# tongue spots?



## tibvixie101 (Nov 26, 2007)

I noticed the other day that Bear has a couple of black patches towards the back of his tongue. Ive heard this mentioned before on a few threads but cant seem to dig them up. Im just curious as to what they are, or where they came from, he never had them as a puppy, they just sorta appeared one day! Is it part of a certain line in breeding, or a history to them?


----------



## Chris Wild (Dec 14, 2001)

They're just birth marks. They aren't exclusive to any particular line and they don't mean anything. Just some extra pigment in the skin.


----------



## DHau (Feb 24, 2007)

While I was growing up, my dad always said it was a sign of German bloodlines. I guess it's not true. lol.


----------



## novarobin (Oct 4, 2007)

That's funny, I noticed one on Kaper's tongue a couple of days ago and meant to post about it. Thanks for answering.


----------



## tibvixie101 (Nov 26, 2007)

well he is from german bloodlines, DHau if that helps your arguement at all... LOL


----------



## amjrchamberlain (Mar 8, 2005)

LOL I know of a Golden with a spot like that. When I was growing up, people would say that because of the spot "it has to have Chow in it"! Which is NOT TRUE!! LOL 

Anyhow, the lady with the Golden and I were talking about the black spots one day, because my Katie has one too on the front of her tongue. I was saying, "What is that?! She never had one as a puppy!" and she said, "OH! That's ok! My [Golden] breeder told me it is a sign of intelligence!" LOL OK. So that's not true, either. But I like that reason best! LOL


----------



## pupresq (Dec 2, 2005)

> Quote: My breeder told me it is a sign of intelligence!" LOL OK. So that's not true, either.

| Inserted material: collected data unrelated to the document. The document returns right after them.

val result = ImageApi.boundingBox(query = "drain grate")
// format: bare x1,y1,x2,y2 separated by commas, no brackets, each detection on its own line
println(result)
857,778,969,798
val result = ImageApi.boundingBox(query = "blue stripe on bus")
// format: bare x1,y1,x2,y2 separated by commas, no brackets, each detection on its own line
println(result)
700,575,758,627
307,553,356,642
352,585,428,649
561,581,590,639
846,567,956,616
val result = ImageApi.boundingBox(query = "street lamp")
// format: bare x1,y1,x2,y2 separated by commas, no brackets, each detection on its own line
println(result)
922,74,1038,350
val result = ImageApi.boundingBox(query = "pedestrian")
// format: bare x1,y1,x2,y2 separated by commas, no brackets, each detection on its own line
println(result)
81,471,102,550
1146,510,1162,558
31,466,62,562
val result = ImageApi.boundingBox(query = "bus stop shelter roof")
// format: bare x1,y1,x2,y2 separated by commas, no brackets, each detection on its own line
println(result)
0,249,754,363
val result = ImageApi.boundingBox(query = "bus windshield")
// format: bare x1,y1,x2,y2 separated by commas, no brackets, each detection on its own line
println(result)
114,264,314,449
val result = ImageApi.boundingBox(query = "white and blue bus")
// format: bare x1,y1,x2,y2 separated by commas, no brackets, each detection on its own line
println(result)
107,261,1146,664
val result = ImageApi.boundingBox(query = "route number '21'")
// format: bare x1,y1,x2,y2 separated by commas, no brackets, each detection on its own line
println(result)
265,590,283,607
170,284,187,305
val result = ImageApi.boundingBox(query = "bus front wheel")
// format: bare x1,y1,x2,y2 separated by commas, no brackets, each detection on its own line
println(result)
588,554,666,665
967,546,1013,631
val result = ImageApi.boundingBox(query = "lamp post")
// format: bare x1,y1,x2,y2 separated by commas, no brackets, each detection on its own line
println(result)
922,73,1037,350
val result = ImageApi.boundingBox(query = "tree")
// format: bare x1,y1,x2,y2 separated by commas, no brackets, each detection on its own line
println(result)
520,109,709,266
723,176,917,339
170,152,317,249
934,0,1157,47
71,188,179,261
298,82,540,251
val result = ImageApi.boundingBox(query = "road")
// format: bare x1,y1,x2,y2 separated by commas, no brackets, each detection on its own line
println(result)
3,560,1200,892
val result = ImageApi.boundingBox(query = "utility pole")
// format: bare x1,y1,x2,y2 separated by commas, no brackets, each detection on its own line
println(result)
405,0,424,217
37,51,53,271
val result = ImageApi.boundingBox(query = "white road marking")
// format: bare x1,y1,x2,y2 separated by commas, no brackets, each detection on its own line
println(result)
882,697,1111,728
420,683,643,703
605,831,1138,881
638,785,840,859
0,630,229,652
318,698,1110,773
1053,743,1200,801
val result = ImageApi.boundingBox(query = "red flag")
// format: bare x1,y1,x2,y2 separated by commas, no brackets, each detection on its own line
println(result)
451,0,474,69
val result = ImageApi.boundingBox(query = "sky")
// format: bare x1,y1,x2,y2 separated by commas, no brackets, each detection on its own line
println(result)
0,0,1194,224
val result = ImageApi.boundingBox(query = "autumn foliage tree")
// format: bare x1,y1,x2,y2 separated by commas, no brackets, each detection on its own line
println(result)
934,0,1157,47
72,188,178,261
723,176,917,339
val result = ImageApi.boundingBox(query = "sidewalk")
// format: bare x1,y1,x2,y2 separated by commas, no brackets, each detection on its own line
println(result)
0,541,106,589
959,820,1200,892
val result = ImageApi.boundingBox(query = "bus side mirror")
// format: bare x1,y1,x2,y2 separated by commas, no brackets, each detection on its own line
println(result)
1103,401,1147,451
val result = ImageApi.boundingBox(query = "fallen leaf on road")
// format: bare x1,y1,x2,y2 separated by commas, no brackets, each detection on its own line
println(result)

Hmm... Grace has one and Leo doesn't...







I dunno... Grace says your story checks out!


----------



## GSDgirlAL (Jan 4, 2008)

I too was wondering about what those black dots are ... Cooper has them. Never had them as a baby just the older he gets he tends to get a few more of them. And, when I say "old" he's not really old ... he will be 3 end of March.


----------



## tmk101 (Sep 16, 2007)

My Cooper also has a black spot on his tongue. It showed up about a month ago. I once heard the "has to be part chow" before too. I like the "sign of intelligence."


----------



## Barb E (Jun 6, 2004)

I can't tell you how many times I was told that I was ripped off because Dante was obviously Chow/Malamute/GSD and not a purebred.
Black spot on the tongue and sable colored.


----------



## Liesje (Mar 4, 2007)

My Kenya has a black tongue spot about the size of a silver dollar. She is as pure as purebreds come. My mutt on the other hand has a purplish tongue, solid purple except for a few pinkish spots on the edges, and black gums.

The black spots are just a birthmark/beauty mark. I have some moles/beauty marks...doesn't make me any less Dutch or any less human!


----------



## GSDgirlAL (Jan 4, 2008)

I too have gotten the "he has some Chow in him" ... I was at the Vet with him one afternoon and this lady said that to me, I very nicely said No, he's all Golden. She stood there and argued with me ... I couldn't believe it!! The people at the Vet finally interjected and told the lady that he's purebred Golden Retriever.


----------



## linds0903 (Mar 10, 2011)

Colt also has some on his tongue and around his gums. It's just his identifier!


----------



## WarrantsWifey (Dec 18, 2010)

Killian has a black spot in the back of his tounge. Very cute, you can only see it when he yawns....


----------